You’d think a business owner wouldn’t want her customers to copy her product, but that’s exactly what Lorelie Shoesmith, owner of Sugar Shack Seeds, encourages.
The Parksville seed producer and seller said she hopes fellow gardeners also save the seeds they collect from the vegetables grown from her products.
“You’re going to get from that one seed, a hoard of seeds,” she said, calling the process “fun” and “empowering.” “It’s a more affordable way to go.”
However, Shoesmith also knows that not everyone wants to put in the work of preserving their garden. This is why, and how, she said Sugar Shack Seeds stays in business.
Each year, Sugar Shack Seeds produces a large selection of veggie, fruit, herb and flower seeds for customers to choose from. Shoesmith said she has even worked to incorporate not-so-common heirloom varieties, as well as plants that like our climate (making them less fussy and easier to grow) to her catalogue over the past five years.
Most of Sugar Shack Seeds products are cultivated from open-pollinated, non-GMO and non-hybrid plants that Shoesmith grows in green houses and gardens behind her home.
As a certified organic master gardener, Shoesmith uses effective micro-organisms, lasagna beds and compost to organically grow her seed plants; however, she hasn’t bothered to get official certification for her operation. “I am a small grower with a deep avoidance of anything that is not natural for my gardens and formal training on how to grow organically … I take great pride in growing this way, and have not been interested in getting the paperwork to become certified,” she explained. “There is a lot of documentation, record keeping, yearly inspections, additional costs … and takes up to 36 months to become certified.”
That being said, the Nanoose Edibles seeds that Shoesmith sells through her company are certified organic as that farm has official accreditation. Sugar Shack Seeds also sells products from Crazy Dog Farm (now Boots ’n’ Roots Permaculture Farm), which isn’t certified but helps Shoesmith to offer a larger variety of seeds to her customers.
While the gardening side of things happens during certain seasons, Shoesmith said the rest of the year is far from quiet. Running Sugar Shack Seeds is a year-round job filled with planning gardens, picking and cleaning seeds, cataloguing, packaging and labelling products, going to seed events, maintaining a website and blog, taking photos and selling seeds. She even does her own germination testing to ensure the success of her seeds and will be starting an informative newsletter in the near future.

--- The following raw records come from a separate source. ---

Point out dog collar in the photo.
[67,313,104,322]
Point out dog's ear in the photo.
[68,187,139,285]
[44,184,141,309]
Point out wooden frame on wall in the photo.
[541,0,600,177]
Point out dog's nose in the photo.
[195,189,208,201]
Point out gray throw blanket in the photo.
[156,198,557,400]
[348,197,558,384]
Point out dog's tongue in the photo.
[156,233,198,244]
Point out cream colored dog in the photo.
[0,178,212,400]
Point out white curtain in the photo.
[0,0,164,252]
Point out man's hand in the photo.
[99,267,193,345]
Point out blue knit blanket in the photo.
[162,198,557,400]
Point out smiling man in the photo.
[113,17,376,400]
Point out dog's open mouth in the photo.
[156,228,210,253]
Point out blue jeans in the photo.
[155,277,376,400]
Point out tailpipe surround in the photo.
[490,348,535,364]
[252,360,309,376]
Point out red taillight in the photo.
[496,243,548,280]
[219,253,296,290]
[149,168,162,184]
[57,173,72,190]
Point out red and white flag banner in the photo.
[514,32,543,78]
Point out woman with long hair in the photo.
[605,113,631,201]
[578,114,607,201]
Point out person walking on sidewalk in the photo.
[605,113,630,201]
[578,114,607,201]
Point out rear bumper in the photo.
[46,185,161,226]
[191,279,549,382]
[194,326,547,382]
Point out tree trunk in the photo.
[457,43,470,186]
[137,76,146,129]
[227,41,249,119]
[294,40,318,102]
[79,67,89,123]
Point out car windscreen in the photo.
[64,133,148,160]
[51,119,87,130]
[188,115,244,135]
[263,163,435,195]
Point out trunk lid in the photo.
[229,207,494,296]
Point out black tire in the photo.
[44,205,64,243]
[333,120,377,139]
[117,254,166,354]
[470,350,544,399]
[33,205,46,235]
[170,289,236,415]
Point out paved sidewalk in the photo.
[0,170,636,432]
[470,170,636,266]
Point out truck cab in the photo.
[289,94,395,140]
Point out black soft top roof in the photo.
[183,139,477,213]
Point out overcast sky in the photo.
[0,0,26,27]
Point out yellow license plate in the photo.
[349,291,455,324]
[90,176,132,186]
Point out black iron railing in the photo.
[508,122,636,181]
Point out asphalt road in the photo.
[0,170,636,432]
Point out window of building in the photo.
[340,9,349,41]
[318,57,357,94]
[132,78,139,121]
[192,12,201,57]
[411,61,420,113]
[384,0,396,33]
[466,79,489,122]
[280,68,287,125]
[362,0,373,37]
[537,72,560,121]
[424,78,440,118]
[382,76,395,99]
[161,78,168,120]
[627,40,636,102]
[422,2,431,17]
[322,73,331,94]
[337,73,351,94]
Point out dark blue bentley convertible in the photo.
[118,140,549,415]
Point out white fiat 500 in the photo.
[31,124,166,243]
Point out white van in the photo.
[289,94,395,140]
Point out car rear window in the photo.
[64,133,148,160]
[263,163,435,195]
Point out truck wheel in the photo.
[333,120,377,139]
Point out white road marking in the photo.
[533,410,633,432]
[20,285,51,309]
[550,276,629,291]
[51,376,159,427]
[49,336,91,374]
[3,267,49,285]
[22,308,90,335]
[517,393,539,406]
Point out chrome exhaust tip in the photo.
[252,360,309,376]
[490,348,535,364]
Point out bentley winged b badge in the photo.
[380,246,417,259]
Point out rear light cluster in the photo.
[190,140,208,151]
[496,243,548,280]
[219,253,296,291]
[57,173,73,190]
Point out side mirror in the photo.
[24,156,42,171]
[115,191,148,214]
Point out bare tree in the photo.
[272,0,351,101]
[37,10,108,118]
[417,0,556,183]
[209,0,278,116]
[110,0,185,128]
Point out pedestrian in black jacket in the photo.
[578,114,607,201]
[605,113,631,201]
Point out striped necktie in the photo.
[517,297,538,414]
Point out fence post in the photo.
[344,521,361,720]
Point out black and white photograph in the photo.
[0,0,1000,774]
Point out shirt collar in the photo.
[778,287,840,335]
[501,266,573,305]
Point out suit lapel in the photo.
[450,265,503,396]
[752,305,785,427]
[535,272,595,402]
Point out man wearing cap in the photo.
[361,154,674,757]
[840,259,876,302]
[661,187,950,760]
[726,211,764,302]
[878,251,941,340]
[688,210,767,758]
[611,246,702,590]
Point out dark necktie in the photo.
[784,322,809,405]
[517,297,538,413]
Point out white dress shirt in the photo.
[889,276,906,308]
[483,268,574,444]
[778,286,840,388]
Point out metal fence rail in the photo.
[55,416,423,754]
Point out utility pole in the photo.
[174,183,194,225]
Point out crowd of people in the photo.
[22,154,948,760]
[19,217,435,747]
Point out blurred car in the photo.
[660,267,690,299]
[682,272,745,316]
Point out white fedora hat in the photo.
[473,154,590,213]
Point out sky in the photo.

“I love it,” she said of her work. “I’m feeling pretty good about this year.”
As Sugar Shack Seeds is a home-based business, Shoesmith mainly sells seeds on her website (sugarshackseeds.com). However, she also said that her seed room — a cool room in her basement filled with products preserved in sealed envelopes and airtight mason jars — is open for customers to browse by appointment. Anyone interested in picking out their seeds in person can simply email firstname.lastname@example.org or call 250-951-0601 to book a time.
Shoesmith also has a seed rack at Ken-Dor and will be at the upcoming Seedy Saturday on Feb. 7 at the Qualicum Beach Civic Centre. The event is from 10 a.m. to 3:30 p.m. and admission is by donation.